Tarceva® in ANDA case
We represented clients OSI Pharmaceuticals, Inc., Pfizer, Inc. and Genentech, Inc. in defeating a challenge by generic drug manufacturer Mylan Pharmaceuticals, Inc. (Mylan), which was seeking FDA approval to market a generic version of Tarceva®. Annual worldwide sales of Tarceva total approximately one billion dollars. After a 5-day bench trial, the U.S. District Court for the District of Delaware ruled that “Mylan did not meet its burden to demonstrate that the patents are invalid by clear and convincing evidence.” The district court decision is on appeal to the Federal Circuit.
We are currently representing the plaintiff in Merial v. Fujita Pharmaceuticals, a patent infringement action before the Tokyo District Court regarding Merial’s blockbuster medication for cats and dogs, Frontline. We are also representing Merial in an ongoing case before the IP High Court in Japan, which is an appeal from an invalidation trial of the same patent.
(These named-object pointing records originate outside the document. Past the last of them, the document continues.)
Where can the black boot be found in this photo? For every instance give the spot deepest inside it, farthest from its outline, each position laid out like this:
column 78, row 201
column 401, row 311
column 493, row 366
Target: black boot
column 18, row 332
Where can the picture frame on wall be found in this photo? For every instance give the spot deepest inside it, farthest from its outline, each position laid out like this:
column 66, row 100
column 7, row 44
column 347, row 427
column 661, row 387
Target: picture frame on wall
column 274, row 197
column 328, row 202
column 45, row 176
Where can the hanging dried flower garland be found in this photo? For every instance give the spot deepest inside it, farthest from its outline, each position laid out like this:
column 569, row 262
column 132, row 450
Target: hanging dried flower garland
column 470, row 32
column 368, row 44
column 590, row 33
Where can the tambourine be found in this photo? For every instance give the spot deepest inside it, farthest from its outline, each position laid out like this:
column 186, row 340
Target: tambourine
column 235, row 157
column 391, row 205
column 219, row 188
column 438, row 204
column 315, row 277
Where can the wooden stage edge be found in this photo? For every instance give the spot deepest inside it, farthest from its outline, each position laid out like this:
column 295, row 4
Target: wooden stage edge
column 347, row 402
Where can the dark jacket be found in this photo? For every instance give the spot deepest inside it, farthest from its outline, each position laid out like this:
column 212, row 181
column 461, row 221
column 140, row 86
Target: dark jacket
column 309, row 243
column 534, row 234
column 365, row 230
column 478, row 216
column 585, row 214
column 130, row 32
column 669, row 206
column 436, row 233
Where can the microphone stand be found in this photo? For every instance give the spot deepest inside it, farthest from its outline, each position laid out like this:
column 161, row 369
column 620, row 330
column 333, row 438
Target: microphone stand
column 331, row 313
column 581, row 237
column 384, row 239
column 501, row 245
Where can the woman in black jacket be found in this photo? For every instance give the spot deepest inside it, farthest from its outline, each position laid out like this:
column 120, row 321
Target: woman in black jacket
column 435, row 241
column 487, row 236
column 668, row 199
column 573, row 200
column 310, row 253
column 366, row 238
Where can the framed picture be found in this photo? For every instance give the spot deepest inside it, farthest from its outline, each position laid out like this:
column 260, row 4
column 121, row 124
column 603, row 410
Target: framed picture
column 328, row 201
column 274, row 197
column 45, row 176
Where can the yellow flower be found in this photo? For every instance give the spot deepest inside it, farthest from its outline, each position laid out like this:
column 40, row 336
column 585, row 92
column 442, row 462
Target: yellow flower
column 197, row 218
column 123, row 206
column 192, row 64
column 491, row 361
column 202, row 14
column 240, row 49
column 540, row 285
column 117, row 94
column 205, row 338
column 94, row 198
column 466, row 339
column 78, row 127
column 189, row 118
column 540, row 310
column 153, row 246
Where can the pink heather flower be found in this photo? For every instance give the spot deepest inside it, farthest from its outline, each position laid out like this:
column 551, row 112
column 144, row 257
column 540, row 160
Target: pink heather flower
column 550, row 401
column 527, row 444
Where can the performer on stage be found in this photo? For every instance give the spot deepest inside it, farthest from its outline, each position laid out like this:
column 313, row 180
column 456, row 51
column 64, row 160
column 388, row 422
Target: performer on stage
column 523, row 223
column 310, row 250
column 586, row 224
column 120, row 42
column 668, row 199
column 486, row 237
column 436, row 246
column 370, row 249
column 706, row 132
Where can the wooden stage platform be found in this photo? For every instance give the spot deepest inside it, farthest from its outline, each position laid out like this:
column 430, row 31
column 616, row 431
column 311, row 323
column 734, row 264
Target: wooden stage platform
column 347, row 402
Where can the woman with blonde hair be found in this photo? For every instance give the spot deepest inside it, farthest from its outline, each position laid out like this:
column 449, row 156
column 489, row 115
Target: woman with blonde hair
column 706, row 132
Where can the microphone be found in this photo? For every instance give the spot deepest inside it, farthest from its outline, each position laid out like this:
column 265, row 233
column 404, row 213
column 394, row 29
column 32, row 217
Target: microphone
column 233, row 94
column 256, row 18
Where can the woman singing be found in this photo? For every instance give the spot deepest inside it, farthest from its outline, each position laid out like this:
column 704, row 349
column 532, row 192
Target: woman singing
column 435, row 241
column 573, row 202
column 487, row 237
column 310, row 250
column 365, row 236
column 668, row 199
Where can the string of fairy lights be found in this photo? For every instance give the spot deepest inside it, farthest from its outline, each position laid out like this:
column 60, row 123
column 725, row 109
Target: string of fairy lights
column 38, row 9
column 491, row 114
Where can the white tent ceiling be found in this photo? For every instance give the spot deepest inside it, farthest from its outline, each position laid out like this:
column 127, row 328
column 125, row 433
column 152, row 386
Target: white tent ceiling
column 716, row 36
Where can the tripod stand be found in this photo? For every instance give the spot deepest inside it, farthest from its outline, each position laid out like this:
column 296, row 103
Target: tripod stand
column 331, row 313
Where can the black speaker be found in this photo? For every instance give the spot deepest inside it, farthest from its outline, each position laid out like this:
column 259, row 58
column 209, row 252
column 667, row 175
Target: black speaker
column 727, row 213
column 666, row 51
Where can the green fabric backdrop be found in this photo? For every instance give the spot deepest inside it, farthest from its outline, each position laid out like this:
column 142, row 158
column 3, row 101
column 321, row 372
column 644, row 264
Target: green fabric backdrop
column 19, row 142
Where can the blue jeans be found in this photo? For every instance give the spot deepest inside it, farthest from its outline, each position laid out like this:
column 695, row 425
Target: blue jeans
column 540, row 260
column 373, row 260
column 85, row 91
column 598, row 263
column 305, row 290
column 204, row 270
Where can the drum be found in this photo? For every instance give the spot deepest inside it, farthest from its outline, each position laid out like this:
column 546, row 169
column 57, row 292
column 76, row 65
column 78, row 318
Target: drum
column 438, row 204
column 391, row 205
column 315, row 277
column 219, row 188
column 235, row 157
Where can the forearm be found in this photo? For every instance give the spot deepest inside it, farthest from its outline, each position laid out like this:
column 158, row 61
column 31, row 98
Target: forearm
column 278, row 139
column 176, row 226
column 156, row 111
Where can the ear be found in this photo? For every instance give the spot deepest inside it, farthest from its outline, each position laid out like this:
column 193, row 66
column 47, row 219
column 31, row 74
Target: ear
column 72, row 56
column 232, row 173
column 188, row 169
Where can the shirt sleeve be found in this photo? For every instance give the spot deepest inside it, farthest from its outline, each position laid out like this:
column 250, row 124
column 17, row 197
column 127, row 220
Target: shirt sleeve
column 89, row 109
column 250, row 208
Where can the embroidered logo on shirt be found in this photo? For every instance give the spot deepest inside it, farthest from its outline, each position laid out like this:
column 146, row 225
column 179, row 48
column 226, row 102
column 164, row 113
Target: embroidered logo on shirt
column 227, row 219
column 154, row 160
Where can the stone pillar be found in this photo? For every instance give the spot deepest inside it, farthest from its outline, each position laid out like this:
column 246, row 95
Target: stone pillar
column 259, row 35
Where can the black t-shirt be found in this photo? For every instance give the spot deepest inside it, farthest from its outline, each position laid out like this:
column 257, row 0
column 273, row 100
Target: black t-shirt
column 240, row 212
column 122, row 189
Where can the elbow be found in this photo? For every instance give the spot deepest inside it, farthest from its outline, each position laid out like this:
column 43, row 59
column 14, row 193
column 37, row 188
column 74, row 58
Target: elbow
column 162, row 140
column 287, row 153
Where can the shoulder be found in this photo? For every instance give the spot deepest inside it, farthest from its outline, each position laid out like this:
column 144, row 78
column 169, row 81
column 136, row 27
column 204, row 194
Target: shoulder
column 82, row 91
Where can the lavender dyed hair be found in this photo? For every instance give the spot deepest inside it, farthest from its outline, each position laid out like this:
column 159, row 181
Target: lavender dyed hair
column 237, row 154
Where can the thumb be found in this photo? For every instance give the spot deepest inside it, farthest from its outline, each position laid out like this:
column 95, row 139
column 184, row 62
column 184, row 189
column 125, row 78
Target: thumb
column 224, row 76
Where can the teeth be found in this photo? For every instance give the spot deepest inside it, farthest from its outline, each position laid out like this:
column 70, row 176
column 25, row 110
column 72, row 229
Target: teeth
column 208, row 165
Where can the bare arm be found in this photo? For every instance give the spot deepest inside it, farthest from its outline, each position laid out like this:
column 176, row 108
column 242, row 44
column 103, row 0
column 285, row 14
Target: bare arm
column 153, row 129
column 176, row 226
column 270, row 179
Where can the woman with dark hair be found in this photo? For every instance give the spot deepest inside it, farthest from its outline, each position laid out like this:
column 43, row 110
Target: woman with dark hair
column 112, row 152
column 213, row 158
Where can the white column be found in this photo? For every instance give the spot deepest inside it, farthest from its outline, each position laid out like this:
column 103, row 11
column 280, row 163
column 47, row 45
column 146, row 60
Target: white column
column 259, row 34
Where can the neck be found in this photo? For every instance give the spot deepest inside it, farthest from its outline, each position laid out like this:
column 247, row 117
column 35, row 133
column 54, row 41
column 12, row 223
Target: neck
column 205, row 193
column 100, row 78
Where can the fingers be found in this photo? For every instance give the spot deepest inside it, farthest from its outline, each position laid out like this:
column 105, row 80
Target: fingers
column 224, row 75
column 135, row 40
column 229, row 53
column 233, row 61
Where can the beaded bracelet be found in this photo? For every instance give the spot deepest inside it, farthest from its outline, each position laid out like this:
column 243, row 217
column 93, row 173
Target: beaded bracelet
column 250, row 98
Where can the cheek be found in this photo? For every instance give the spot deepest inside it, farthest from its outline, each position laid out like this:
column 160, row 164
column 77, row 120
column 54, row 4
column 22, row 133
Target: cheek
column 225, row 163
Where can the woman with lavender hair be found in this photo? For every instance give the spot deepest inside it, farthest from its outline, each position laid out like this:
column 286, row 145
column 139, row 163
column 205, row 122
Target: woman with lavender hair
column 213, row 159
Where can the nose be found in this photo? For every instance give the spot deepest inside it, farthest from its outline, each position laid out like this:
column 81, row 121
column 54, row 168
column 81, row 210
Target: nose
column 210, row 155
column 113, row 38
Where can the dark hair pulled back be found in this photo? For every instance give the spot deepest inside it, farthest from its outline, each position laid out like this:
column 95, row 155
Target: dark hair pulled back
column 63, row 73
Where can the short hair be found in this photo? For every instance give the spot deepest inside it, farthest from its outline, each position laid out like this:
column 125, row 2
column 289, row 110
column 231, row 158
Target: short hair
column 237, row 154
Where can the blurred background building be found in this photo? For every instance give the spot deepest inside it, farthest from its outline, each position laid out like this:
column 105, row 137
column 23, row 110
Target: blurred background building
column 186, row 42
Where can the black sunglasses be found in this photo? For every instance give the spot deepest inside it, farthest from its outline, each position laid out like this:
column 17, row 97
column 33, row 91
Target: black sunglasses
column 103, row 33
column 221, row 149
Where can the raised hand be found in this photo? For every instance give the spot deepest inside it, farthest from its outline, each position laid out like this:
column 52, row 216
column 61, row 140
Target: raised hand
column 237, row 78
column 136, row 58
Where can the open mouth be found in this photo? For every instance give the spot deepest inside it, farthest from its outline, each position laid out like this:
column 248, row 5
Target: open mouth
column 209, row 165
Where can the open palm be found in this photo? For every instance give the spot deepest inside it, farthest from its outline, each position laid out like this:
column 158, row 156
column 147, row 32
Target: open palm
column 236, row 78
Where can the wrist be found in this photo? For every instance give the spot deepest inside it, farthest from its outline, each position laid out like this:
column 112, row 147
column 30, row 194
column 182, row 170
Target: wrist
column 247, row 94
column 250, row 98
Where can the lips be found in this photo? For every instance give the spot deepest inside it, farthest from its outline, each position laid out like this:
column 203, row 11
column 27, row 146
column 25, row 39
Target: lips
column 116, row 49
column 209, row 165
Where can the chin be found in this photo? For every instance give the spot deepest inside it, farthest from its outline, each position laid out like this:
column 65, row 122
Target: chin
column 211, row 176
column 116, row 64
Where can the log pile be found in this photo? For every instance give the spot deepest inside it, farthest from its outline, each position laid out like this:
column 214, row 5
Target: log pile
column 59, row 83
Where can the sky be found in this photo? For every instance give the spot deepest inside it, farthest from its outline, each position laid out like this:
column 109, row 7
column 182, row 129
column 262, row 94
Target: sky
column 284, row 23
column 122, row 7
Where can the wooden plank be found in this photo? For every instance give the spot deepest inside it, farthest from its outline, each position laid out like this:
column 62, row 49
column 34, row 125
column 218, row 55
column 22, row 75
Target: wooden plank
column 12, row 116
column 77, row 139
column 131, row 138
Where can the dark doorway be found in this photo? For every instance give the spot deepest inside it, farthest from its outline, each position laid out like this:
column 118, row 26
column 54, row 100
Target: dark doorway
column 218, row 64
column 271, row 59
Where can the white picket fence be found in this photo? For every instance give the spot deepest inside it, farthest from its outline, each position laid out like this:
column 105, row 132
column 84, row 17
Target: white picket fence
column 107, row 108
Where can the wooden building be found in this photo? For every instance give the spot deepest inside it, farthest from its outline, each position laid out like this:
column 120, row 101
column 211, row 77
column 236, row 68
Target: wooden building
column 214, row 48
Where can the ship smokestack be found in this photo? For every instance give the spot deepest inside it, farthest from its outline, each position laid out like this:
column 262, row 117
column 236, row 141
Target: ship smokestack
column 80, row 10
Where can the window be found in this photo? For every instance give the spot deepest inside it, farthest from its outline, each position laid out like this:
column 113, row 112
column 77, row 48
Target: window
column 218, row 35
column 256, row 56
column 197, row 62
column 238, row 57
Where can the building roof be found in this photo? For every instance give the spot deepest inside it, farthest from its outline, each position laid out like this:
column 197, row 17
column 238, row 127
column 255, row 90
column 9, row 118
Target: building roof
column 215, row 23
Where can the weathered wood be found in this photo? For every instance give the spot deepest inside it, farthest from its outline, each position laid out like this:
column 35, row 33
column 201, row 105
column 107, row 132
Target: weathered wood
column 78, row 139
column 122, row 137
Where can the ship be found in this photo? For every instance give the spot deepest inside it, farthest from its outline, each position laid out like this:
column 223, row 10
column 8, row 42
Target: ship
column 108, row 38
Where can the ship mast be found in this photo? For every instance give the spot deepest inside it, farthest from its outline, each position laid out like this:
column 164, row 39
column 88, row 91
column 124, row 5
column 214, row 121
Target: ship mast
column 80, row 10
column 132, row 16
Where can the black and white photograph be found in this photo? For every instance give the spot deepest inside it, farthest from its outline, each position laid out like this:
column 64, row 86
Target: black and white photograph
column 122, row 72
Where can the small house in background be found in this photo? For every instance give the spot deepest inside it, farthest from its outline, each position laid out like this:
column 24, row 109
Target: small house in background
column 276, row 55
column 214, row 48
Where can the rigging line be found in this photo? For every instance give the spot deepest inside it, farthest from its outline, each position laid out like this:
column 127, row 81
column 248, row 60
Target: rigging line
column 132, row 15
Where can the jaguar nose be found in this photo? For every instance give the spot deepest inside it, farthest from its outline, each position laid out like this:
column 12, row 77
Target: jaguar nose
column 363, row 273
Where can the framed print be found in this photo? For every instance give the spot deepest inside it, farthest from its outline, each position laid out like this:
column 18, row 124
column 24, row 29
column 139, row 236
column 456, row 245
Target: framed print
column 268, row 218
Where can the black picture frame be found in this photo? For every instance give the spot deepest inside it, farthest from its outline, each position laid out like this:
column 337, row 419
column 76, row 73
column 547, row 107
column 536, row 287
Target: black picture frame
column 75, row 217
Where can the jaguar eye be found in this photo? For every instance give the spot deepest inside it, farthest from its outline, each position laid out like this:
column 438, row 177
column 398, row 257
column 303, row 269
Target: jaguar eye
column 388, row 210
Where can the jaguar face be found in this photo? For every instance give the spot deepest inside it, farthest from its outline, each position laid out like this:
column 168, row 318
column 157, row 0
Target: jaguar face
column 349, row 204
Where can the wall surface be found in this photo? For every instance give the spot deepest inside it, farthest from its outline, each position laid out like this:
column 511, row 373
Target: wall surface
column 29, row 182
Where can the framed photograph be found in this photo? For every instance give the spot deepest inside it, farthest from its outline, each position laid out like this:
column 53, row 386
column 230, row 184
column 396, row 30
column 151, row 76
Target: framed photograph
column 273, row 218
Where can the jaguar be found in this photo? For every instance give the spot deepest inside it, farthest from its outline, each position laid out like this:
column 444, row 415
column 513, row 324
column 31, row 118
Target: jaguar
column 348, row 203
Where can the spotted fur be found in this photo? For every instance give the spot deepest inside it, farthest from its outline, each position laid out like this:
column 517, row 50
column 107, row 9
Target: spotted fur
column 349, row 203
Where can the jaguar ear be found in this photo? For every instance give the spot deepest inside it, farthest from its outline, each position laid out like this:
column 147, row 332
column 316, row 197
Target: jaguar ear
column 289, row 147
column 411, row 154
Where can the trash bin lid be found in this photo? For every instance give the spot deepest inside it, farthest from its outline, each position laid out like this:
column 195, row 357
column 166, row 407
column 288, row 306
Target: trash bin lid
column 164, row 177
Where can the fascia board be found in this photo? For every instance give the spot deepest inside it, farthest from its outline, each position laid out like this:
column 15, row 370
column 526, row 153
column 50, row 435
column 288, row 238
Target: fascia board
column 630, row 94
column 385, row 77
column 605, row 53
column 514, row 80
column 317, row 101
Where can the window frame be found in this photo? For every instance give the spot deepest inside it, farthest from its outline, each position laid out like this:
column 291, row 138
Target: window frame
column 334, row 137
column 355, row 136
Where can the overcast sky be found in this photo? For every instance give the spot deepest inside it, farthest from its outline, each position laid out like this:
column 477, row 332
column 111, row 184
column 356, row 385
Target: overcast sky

Case Study: Hepatitis C patents
When Chiron (now Novartis Vaccines & Diagnostics) needed patent lawyers to preserve and assert the intellectual property rights protecting its landmark discovery of the Hepatitis C Virus (HCV), it turned to Kaye Scholer. We first represented Chiron in defeating a suit in the Northern District of California brought by a former Center for Disease Control scientist who alleged inventorship and ownership of the client’s patents on HCV. Subsequently we represented Chiron in patent litigation suits against Roche alleging infringement of Chiron’s patents directed to the detection of HCV. After winning summary judgment dismissing each of Roche’s various defenses and obtaining an outcome-determinative claim construction, Roche surrendered and entered into a consent judgment of patent validity and infringement. Roche ultimately took a license paying a very high running royalty which continues to date. We continue to represent Novartis in litigation and licensing of its HCV patents with respect to the latest HCV therapeutics, protease inhibitors.